There was some mad in her voice, and certainly a little drama, but so much raw emotional devastation that I wanted to cry. I came over and crouched beside the table, explaining as I have before that no matter how mad I get, or how much I don’t like the things she is doing at the time, I always, always love her. “The love is the part that doesn’t go away, ever.” I say.
But she’s too wild to hear me. If you don’t have a child like mine, you might not understand what I’m talking about. You might make the mistake of thinking I am describing a fit. It is not a fit, she has those too sometimes. These are different. I understand them because she is my daughter and the fruit did not fall far from the tree. We are sensitive. Not that we are easily thrown into oblivion– in fact we are both, in a sense, fairly stable. But that oblivion, when we do hit it, is exceptionally engulfing and terrifying. The difference is that I have always been stoic and private. I experience life and emotions on an extreme level, but I do no share that level with the world or almost anybody at all. I keep it all locked up healthily inside. My Girl on the other hand, is expressive.
At any rate, she screams at me to talk to her, then when I do, screams at me to stop talking. There is a lot of screaming, while I go back and forth between trying to calmly and undramatically reach out to her, and tending the soup on the stove (see this old post about her 2yo fits for the story of how I arrived at this “technique”). Eventually she starts to calm down and, still teary, asks to watch a movie. “Sure,” I say. “Will you come out and sit with me for a minute first?”

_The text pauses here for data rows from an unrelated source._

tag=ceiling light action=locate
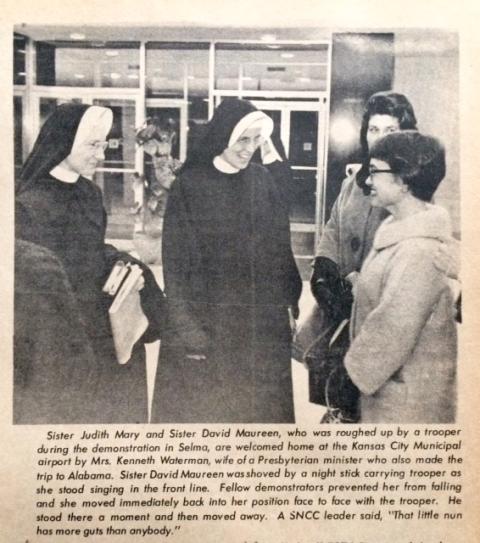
[260,34,277,41]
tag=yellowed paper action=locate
[0,0,480,543]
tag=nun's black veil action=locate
[182,98,257,171]
[16,104,91,194]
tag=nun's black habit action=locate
[152,99,301,423]
[15,104,163,423]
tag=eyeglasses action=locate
[368,170,395,177]
[87,141,108,151]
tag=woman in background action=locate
[311,91,417,318]
[152,99,302,423]
[345,131,456,423]
[15,104,163,423]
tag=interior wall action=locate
[393,31,460,237]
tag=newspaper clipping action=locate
[0,1,480,543]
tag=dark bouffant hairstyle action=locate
[357,91,417,194]
[370,130,446,202]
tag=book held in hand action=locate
[103,261,148,364]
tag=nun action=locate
[15,103,163,423]
[152,98,302,423]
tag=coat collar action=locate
[373,204,451,251]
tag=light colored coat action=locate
[316,171,388,277]
[345,205,457,423]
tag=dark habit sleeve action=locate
[162,175,208,353]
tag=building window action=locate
[215,43,328,92]
[13,34,27,85]
[36,42,140,88]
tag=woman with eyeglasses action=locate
[311,91,417,319]
[152,98,302,423]
[345,131,457,423]
[15,103,163,423]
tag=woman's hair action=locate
[370,130,446,202]
[357,91,417,190]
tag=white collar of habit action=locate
[213,155,240,173]
[50,163,80,183]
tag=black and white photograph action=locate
[12,24,462,424]
[0,0,480,543]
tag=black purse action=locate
[304,319,359,423]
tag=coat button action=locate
[350,236,360,252]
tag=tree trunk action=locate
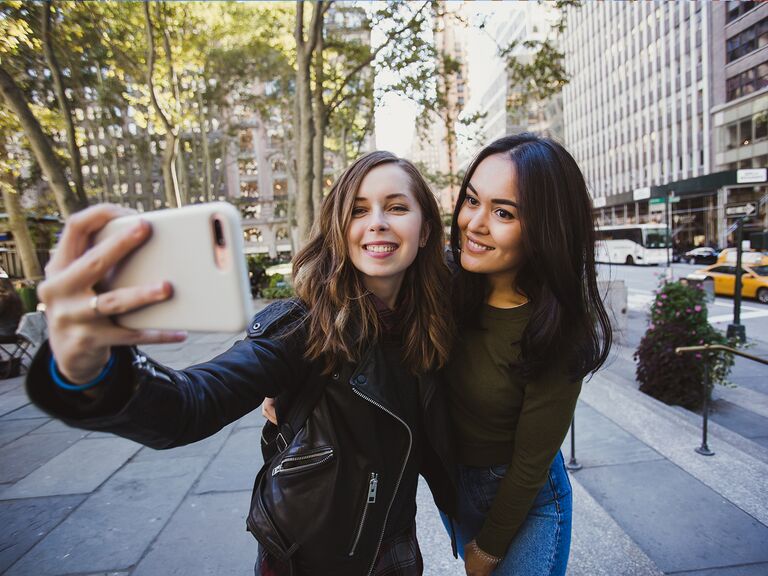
[0,142,43,280]
[197,89,211,202]
[0,66,88,218]
[40,0,88,205]
[341,124,349,169]
[312,23,327,214]
[144,2,181,208]
[294,0,328,247]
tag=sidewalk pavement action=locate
[0,302,768,576]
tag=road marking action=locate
[709,310,768,324]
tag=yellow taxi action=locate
[690,252,768,304]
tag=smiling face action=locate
[347,163,428,306]
[457,154,524,289]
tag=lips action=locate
[464,236,495,254]
[363,242,398,254]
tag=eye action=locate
[494,208,515,220]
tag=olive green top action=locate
[446,304,581,557]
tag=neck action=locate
[485,271,528,308]
[364,276,403,310]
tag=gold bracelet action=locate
[469,540,503,566]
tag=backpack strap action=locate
[275,376,325,453]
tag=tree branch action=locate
[326,0,430,117]
[144,2,173,133]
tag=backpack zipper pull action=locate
[368,472,379,504]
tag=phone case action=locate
[96,202,252,332]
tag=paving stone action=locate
[131,425,232,462]
[194,428,264,494]
[576,460,768,573]
[416,476,466,576]
[0,419,44,446]
[568,472,662,576]
[0,430,83,484]
[0,434,140,500]
[577,374,768,526]
[0,496,85,574]
[132,490,257,576]
[8,458,208,576]
[562,402,662,466]
[709,399,768,439]
[675,562,768,576]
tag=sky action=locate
[371,1,509,157]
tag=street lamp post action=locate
[726,217,747,342]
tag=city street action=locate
[598,263,768,343]
[0,292,768,576]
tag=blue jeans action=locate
[441,453,573,576]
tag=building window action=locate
[726,62,768,102]
[725,2,758,22]
[752,112,768,140]
[243,228,264,243]
[240,180,259,198]
[725,18,768,62]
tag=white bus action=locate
[595,224,669,265]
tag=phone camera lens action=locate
[213,218,224,246]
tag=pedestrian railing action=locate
[675,344,768,456]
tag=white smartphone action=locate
[95,202,252,332]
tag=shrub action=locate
[261,274,293,299]
[635,281,734,410]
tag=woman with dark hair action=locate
[27,152,455,576]
[443,134,611,576]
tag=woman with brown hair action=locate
[27,152,454,576]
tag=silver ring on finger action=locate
[91,294,101,318]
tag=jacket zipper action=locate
[272,448,333,476]
[352,386,413,576]
[349,472,379,556]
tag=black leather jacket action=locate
[27,300,455,576]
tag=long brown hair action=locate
[293,151,453,373]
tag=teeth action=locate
[467,239,493,250]
[365,244,397,252]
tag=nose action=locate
[467,210,488,234]
[368,208,389,232]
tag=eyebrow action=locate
[467,182,518,208]
[355,192,408,202]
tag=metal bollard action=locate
[695,353,715,456]
[565,414,581,471]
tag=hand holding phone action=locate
[96,202,252,332]
[38,204,250,384]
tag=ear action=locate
[419,222,430,248]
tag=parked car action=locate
[688,262,768,304]
[683,246,719,264]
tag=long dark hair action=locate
[451,133,612,380]
[293,151,453,373]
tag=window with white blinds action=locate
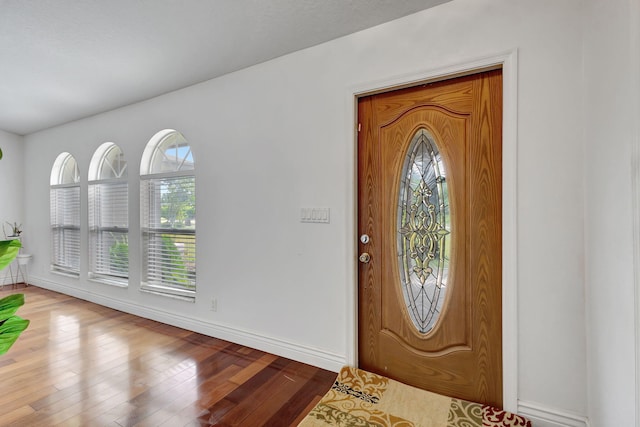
[49,153,80,276]
[89,142,129,286]
[140,130,196,299]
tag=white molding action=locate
[345,49,518,412]
[518,401,589,427]
[629,1,640,427]
[29,277,345,372]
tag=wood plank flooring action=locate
[0,286,336,427]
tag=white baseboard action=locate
[518,400,589,427]
[29,277,347,372]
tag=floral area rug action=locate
[299,366,531,427]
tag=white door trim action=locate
[345,50,518,412]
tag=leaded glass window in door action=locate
[397,128,452,334]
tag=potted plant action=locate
[0,239,29,355]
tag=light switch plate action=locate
[300,208,331,224]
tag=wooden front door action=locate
[358,70,502,407]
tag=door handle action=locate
[358,252,371,264]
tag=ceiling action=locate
[0,0,449,135]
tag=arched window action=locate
[89,142,129,286]
[140,129,196,298]
[49,153,80,277]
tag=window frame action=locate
[140,129,197,301]
[49,152,82,278]
[87,142,130,287]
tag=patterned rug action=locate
[299,366,531,427]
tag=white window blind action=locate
[50,185,80,276]
[140,171,196,297]
[89,180,129,285]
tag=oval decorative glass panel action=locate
[397,129,451,334]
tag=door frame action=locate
[345,49,518,412]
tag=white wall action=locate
[0,130,25,238]
[584,0,640,426]
[25,0,587,425]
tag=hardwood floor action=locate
[0,286,336,427]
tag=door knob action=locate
[358,252,371,264]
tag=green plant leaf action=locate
[0,294,24,322]
[0,239,22,270]
[0,316,29,356]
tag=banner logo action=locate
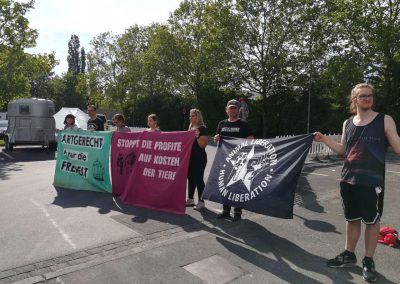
[218,139,278,202]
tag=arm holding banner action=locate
[314,121,346,156]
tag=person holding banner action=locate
[186,109,208,210]
[314,83,400,281]
[113,113,131,132]
[146,113,161,132]
[87,105,104,131]
[64,113,79,130]
[214,100,254,222]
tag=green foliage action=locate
[0,0,37,109]
[67,35,86,74]
[132,94,194,131]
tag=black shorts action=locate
[340,182,384,225]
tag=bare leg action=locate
[364,222,380,258]
[345,221,361,252]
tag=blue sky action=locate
[26,0,182,75]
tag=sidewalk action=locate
[4,193,400,283]
[0,150,400,284]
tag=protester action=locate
[113,113,131,132]
[315,83,400,281]
[87,105,104,131]
[214,100,253,222]
[146,113,161,132]
[64,114,79,130]
[186,109,208,210]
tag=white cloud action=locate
[26,0,181,74]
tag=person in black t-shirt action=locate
[314,83,400,282]
[214,100,253,222]
[87,105,104,131]
[186,109,208,210]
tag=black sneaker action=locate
[326,250,357,268]
[217,211,231,219]
[363,257,377,282]
[232,213,242,222]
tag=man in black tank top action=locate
[214,100,253,222]
[315,83,400,281]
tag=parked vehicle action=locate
[0,120,8,139]
[4,98,57,151]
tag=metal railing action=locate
[276,134,342,159]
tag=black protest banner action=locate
[203,134,314,219]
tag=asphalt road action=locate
[0,146,400,283]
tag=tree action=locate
[67,35,86,74]
[0,0,37,108]
[232,0,302,137]
[326,0,400,123]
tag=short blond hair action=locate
[349,83,375,114]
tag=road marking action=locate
[303,172,329,177]
[31,199,76,249]
[1,152,14,160]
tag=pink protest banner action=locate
[111,131,194,214]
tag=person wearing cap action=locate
[214,100,254,222]
[64,113,79,130]
[113,113,131,132]
[87,105,104,131]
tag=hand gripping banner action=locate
[203,134,314,219]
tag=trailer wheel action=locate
[4,136,14,152]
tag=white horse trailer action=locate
[4,98,57,151]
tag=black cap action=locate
[226,100,241,108]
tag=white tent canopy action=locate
[54,107,89,130]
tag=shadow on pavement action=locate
[0,146,56,163]
[211,219,394,283]
[293,214,342,235]
[52,187,212,234]
[0,147,55,180]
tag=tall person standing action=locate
[186,109,208,210]
[214,100,253,222]
[315,83,400,281]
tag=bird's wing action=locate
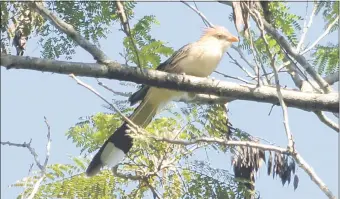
[129,43,192,106]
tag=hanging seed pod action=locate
[293,175,299,191]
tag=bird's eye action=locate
[217,34,223,39]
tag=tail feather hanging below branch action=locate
[86,89,170,176]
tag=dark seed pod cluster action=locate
[267,152,299,190]
[232,147,299,193]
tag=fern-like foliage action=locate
[312,44,339,75]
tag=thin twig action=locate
[248,8,295,152]
[214,70,252,84]
[227,52,256,79]
[249,6,335,199]
[116,1,142,67]
[44,116,51,169]
[30,1,110,63]
[1,139,44,170]
[231,45,256,78]
[1,117,51,199]
[314,111,339,133]
[292,152,336,199]
[300,16,339,55]
[97,79,131,97]
[21,163,34,199]
[180,1,214,27]
[27,176,46,199]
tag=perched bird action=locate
[86,26,239,176]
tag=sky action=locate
[1,2,339,199]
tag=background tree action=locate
[1,2,339,198]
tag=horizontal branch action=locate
[1,54,339,113]
[151,135,289,154]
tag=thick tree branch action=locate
[30,2,109,63]
[324,71,339,85]
[151,135,289,154]
[1,55,339,113]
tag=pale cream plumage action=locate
[86,26,238,176]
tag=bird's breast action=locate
[182,48,222,77]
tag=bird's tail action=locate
[86,91,165,176]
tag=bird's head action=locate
[200,26,239,51]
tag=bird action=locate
[86,26,239,177]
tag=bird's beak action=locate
[227,35,239,42]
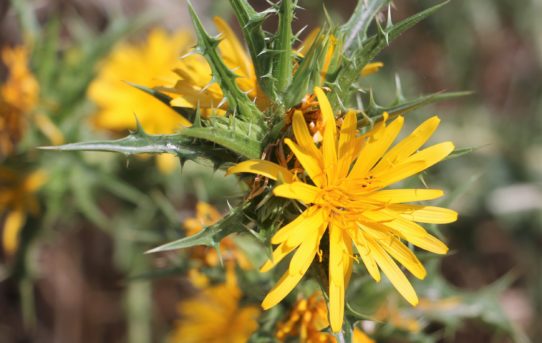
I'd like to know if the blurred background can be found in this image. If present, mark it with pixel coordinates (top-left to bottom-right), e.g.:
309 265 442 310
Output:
0 0 542 343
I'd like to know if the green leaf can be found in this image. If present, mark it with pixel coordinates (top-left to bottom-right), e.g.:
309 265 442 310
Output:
285 31 330 107
126 82 196 122
328 1 448 107
188 2 263 122
40 129 237 167
230 0 273 95
444 147 476 161
180 117 262 159
273 0 295 95
339 0 391 51
146 203 248 254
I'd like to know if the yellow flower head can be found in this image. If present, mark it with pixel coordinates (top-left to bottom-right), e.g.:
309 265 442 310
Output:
0 167 46 256
169 271 260 343
229 88 457 331
0 46 39 159
183 202 252 270
88 29 192 134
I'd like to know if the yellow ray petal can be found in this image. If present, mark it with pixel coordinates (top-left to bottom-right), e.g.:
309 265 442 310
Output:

She hesitates, but climbs out onto my lap. “Mama,” she says, still upset but quickly deflating, “You never say ‘please’ when you’re mad!” She says this to me often. I don’t think it’s really about the please, I think it’s about the way that I get mad and then stop being kind and caring, the way she thinks a mama should be. I think that she feels upset that I am not consistently nice, not realizing that she is asking me to be inhumanly perfect.
“You’re right.” I say, “You know I honestly just forget. When we’re mad, we kind of forget how to be nice.” Which is certainly true. Ideally, as perfect people, we would hold it together even when we were mad, and all of our actions would be intentional. We would be like practice scenarios at the counselor’s office. But in real life we get mad and lose it. We are all of us imperfect, by a long shot.
I try to explain all of this to her, and suddenly I realize that the solution to human imperfection is forgiveness, and that I have to explain forgiveness to her. That the concept is essential to her right now. She needs to be able to forgive me, and to understand that I forgive her. She needs a way to deal with the budding knowledge that I am not perfect and that that’s okay, she is not perfect and that’s okay. That we get mad, and we get over it, and we have a special way out of it, a special human way that we move forward with love.
I stumble around, trying to figure out how to define forgiveness to a 5 year old. I tell her that when someone does something you don’t like and it makes you mad, forgiveness is “accepting that they aren’t perfect and loving them anyway.” To which she says, predictably, “What’s ‘accepting?’”
….Shit. Then I have a little brilliance. “When you were under the table, you were still really mad at me. And when I asked you to come out and sit with me, you kind of didn’t want to, right? ‘Cause you still felt mad? But you did anyway, you came out and let me put some love on you. That’s what forgiveness is. Forgiveness is when you came out from under the table.”
I don’t know if it worked. It’s a big concept, and probably takes time. I had honestly never even thought about it before. Like so many milestones my kids have hit that I had never thought about. And maybe she’s not even really ready yet, but it’s a start.